The American Catholic Historical Association’s annual election concluded on Sunday night, and members have elected representatives to hold key positions and offices.

Positions filled this year include a Vice President (who will become President in 2024), two regular seats on the Executive Council, and Graduate Student Representative on the Executive Council.

The Elections Board and Executive Council extends its deep gratitude to everyone who stood for office.

Please scroll down for brief bios of the incoming officers.


Anthony Smith
Vice President

Note: Dr. Smith will serve as vice president in 2023 and accede to the presidency in 2024.

I’m an associate professor in Religious Studies at the University of Dayton. My background is in American studies. I therefore approach the study of Catholicism as part of wider cultural, social, and political formations within history, considering how various Catholicisms often shape and are shaped by the worlds in which they habit. My book The Look of Catholics: Portrayals in Popular Culture from the Great Depression to the Cold War (University Press of Kansas) examined representations of and by Catholics in popular debates over Americanism from the 1930s to the 1950s.

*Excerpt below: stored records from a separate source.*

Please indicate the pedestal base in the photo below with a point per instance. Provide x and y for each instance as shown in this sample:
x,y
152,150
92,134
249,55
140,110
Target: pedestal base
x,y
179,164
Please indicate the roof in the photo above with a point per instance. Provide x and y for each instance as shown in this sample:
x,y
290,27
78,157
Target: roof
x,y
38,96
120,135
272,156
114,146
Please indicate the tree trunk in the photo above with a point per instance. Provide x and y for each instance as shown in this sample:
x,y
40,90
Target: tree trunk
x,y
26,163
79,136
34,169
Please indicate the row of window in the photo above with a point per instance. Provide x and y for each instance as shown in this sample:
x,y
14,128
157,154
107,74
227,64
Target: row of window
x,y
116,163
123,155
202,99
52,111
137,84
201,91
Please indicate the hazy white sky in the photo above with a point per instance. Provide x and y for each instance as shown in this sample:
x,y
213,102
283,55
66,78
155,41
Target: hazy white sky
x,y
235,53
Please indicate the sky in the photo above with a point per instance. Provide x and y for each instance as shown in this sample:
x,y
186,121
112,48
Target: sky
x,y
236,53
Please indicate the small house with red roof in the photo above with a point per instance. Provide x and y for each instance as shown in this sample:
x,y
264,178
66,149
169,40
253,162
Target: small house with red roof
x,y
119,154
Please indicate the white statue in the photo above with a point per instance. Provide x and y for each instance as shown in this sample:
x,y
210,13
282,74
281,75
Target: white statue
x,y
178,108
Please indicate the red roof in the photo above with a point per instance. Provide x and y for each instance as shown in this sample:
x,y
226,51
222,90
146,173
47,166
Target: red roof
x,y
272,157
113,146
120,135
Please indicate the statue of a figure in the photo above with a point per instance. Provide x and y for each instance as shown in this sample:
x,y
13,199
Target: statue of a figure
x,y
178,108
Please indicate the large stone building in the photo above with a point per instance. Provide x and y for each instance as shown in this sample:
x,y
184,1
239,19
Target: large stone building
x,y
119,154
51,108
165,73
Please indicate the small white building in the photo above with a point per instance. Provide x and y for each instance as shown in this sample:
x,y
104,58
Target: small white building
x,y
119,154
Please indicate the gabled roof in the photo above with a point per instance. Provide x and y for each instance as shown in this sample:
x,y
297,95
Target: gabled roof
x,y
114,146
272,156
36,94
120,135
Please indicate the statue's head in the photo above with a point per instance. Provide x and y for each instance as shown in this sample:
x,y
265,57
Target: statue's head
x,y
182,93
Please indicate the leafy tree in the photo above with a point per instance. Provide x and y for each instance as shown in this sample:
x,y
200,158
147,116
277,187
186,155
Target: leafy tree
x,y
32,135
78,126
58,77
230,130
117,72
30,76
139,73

I am currently working on a project exploring Italian neorealism in postwar United States. It draws upon film studies, Catholic studies, American cultural history, European intellectual history, and American immigration history to explore the transnational dimensions of American film and culture in the early Cold War era.

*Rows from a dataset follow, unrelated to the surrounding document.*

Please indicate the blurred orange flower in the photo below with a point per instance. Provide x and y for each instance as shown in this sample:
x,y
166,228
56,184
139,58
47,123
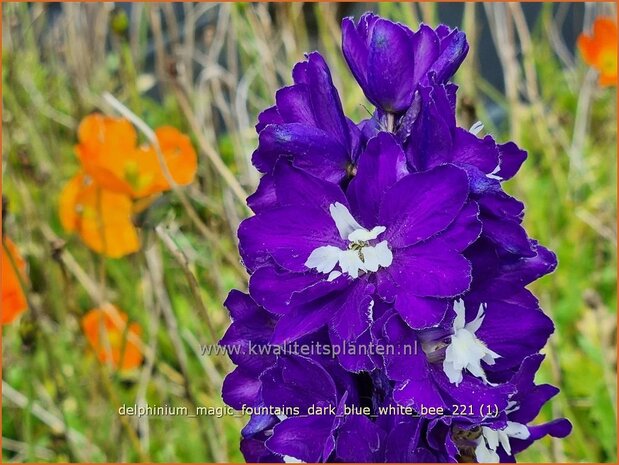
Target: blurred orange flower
x,y
13,297
109,153
101,218
113,341
600,50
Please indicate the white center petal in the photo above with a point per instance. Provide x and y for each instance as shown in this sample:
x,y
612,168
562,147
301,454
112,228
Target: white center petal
x,y
323,258
363,235
465,351
489,441
360,256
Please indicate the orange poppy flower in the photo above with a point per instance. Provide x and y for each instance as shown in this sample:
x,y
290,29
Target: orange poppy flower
x,y
600,50
109,153
13,297
112,340
100,217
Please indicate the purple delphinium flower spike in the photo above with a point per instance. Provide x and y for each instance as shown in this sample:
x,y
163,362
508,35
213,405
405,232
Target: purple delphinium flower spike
x,y
395,232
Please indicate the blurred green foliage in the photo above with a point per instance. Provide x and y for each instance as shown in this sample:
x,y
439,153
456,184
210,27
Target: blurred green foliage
x,y
55,70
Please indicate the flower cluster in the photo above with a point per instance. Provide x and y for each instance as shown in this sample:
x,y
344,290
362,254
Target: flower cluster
x,y
394,231
117,179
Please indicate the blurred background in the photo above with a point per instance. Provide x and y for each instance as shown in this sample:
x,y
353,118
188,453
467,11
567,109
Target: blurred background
x,y
208,69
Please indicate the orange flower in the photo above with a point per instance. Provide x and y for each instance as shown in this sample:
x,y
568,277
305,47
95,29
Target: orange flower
x,y
600,50
109,154
100,217
113,341
13,297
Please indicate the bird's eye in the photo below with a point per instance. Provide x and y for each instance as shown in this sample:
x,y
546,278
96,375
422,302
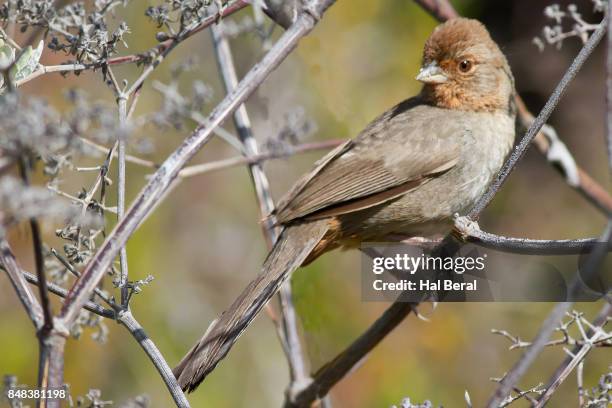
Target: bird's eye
x,y
465,65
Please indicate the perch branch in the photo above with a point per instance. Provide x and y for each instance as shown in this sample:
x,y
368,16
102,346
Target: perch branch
x,y
522,365
470,232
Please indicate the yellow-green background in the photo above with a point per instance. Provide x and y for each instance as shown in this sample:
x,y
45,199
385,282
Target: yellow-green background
x,y
204,243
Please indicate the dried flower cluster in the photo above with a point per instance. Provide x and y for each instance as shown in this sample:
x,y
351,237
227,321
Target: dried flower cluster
x,y
556,33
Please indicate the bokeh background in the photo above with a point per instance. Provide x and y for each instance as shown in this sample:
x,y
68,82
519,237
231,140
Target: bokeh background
x,y
204,242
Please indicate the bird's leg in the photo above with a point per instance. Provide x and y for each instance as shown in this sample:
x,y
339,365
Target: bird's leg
x,y
464,227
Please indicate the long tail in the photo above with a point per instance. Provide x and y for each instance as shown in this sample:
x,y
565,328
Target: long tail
x,y
293,246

In serving the American Catholic Historical Association, I’m eager to sustain the ACHA’s tradition of interdisciplinary study of Catholicism, particularly drawing upon the new energies in the field while simultaneously serving as a community for all scholars of Catholic history. The ACHA is in an especially advantageous position to serve as a forum for historical scholarship of Catholicism at a moment when the importance of the study of history has become ever increasingly clear.


Tuan Hoang
Executive Council

I received my PhD in history from University of Notre Dame in 2013, and I am currently a tenured and associate professor at Pepperdine University. I have taught in the Great Books, history, humanities, and American studies programs. Although I didn’t work specifically on religious history in graduate school, my last five years have seen a focus on the history of Catholicism in South Vietnam and the history of Vietnamese Catholic refugees in the US.

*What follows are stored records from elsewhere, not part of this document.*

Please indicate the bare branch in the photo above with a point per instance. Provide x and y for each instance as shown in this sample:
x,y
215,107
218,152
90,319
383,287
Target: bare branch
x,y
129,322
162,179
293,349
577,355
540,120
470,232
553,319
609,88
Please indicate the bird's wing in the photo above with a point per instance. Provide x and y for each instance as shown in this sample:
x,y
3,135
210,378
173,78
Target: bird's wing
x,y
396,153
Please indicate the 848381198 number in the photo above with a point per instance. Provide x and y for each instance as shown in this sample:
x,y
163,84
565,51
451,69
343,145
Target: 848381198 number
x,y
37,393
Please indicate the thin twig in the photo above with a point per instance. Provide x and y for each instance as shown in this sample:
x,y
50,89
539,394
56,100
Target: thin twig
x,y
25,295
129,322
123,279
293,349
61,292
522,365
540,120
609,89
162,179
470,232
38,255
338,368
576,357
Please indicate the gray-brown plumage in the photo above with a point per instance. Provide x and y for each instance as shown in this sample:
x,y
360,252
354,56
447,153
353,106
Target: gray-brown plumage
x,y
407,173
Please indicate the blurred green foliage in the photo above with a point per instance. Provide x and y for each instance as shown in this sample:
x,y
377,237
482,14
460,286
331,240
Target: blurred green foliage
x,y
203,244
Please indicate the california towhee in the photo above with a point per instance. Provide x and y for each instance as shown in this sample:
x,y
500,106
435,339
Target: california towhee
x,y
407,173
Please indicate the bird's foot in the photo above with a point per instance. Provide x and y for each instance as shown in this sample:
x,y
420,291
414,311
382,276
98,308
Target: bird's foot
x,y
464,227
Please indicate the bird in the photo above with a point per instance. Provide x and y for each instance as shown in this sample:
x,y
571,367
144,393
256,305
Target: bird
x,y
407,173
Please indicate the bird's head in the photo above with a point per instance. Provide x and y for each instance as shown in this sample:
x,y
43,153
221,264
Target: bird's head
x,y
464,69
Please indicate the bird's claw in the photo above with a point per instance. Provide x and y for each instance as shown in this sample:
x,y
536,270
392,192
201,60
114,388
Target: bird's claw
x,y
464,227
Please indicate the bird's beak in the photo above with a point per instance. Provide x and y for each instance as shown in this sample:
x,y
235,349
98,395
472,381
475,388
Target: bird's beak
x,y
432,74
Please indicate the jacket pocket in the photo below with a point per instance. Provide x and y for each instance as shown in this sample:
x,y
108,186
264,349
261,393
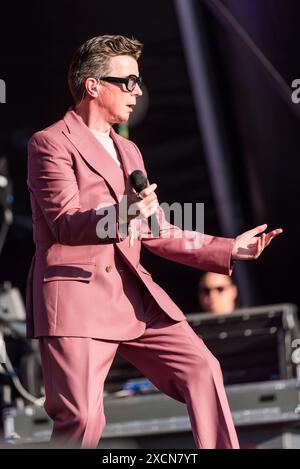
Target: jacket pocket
x,y
83,272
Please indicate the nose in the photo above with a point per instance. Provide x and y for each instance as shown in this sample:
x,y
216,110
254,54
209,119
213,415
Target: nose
x,y
137,90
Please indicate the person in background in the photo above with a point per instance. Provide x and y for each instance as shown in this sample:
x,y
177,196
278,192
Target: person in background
x,y
217,293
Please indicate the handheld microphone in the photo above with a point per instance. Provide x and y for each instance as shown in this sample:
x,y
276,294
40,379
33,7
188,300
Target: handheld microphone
x,y
139,182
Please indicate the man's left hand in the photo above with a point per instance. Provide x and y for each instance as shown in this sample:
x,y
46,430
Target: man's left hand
x,y
250,245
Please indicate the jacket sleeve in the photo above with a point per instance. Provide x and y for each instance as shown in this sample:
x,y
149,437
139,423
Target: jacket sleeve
x,y
198,250
192,248
53,185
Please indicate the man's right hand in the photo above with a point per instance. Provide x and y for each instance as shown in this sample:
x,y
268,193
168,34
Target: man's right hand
x,y
134,205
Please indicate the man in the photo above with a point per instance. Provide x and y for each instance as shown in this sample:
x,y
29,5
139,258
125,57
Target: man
x,y
88,295
217,293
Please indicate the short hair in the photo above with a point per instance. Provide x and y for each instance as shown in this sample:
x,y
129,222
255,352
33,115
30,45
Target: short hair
x,y
92,59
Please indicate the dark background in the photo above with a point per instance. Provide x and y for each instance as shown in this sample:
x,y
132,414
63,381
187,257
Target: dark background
x,y
37,40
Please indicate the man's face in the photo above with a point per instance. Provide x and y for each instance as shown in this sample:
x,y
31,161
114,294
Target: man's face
x,y
115,102
217,294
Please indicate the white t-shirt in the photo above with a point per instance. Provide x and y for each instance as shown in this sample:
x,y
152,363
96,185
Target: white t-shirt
x,y
108,143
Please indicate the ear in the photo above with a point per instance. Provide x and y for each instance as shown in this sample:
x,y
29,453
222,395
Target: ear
x,y
91,86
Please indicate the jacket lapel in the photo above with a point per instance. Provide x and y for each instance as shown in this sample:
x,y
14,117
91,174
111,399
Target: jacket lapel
x,y
95,154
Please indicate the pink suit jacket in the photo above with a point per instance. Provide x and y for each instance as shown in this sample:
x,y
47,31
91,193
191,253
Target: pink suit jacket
x,y
79,284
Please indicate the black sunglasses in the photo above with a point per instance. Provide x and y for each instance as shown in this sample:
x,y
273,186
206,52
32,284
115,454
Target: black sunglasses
x,y
131,81
206,290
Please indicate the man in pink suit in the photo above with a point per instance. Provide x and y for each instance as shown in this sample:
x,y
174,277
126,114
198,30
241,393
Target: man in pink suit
x,y
88,296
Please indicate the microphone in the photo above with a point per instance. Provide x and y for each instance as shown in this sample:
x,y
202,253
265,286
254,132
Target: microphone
x,y
139,182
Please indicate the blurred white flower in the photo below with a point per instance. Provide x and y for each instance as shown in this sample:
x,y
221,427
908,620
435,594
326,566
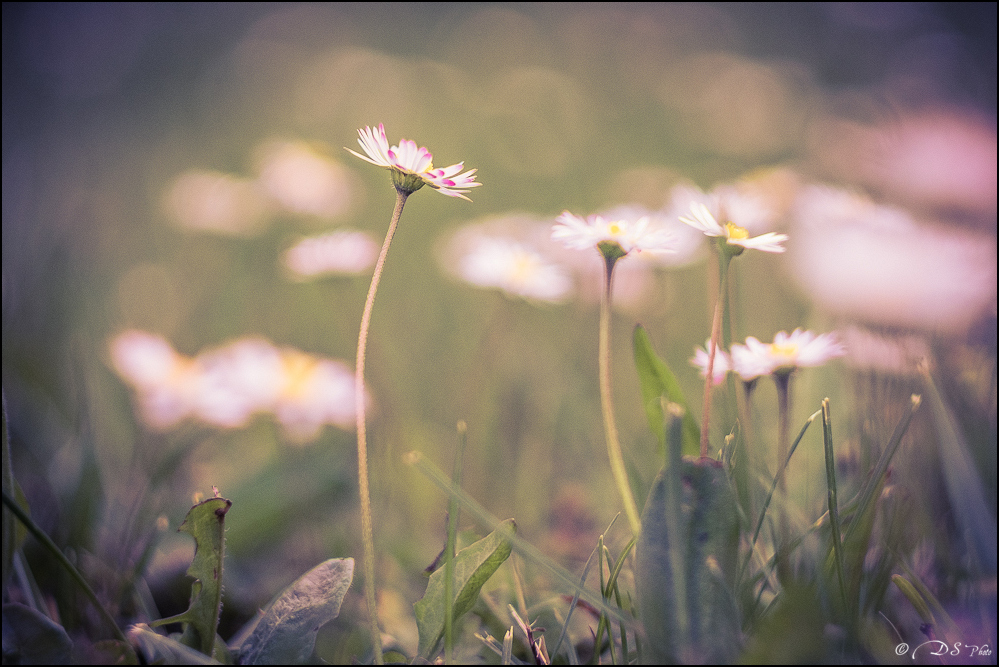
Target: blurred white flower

I am also serving as coordinator of the Global Vietnamese Catholicism project, which is under the Initiative for the Study of Asian Catholics based at the National University of Singapore. Having served as a grant reviewer for the ACHA, I am humbled by this year’s nomination [and subsequent election –ed.] to the executive council.


Karen Park
Executive Council

Karen E. Park is Associate Professor of Theology and Religious Studies at St. Norbert College in De Pere, WI where she teaches courses on the History of Catholicism, Religion in America, and material culture and sacred space. She earned her PhD in the History of Christianity from the Divinity School of the University of Chicago.

She has written widely on Marian shrines in the US and her book American Patroness: Marian Shrines and the Making of US Catholicism, co-edited with Dr. Katherine Dugan, is due out next year from Fordham University Press. She is honored to be chosen to serve the ACHA as a member of the Executive Council and looks forward to highlighting and encouraging the important scholarly work being done by historians of Catholicism in the US.


Sofia Maurette
Graduate Student Representative on the Executive Council

I am a Ph.D. candidate in the Spanish and Portuguese Department at the University of Maryland. I hold an MA in Religious Studies from the University of Chicago and a BA in Literature from the Universidad Católica Argentina. My research is mainly concerned with the cultural expressions of post-colonial Latin American Catholicism. In my dissertation, I study Argentinean Catholic magazines of the 1920s, analyzing the aesthetic program and the discussion on gender roles in their pages.

I am honored to represent my fellow graduate students at the ACHA Executive Council, where I will work to create more research and networking opportunities for grad students.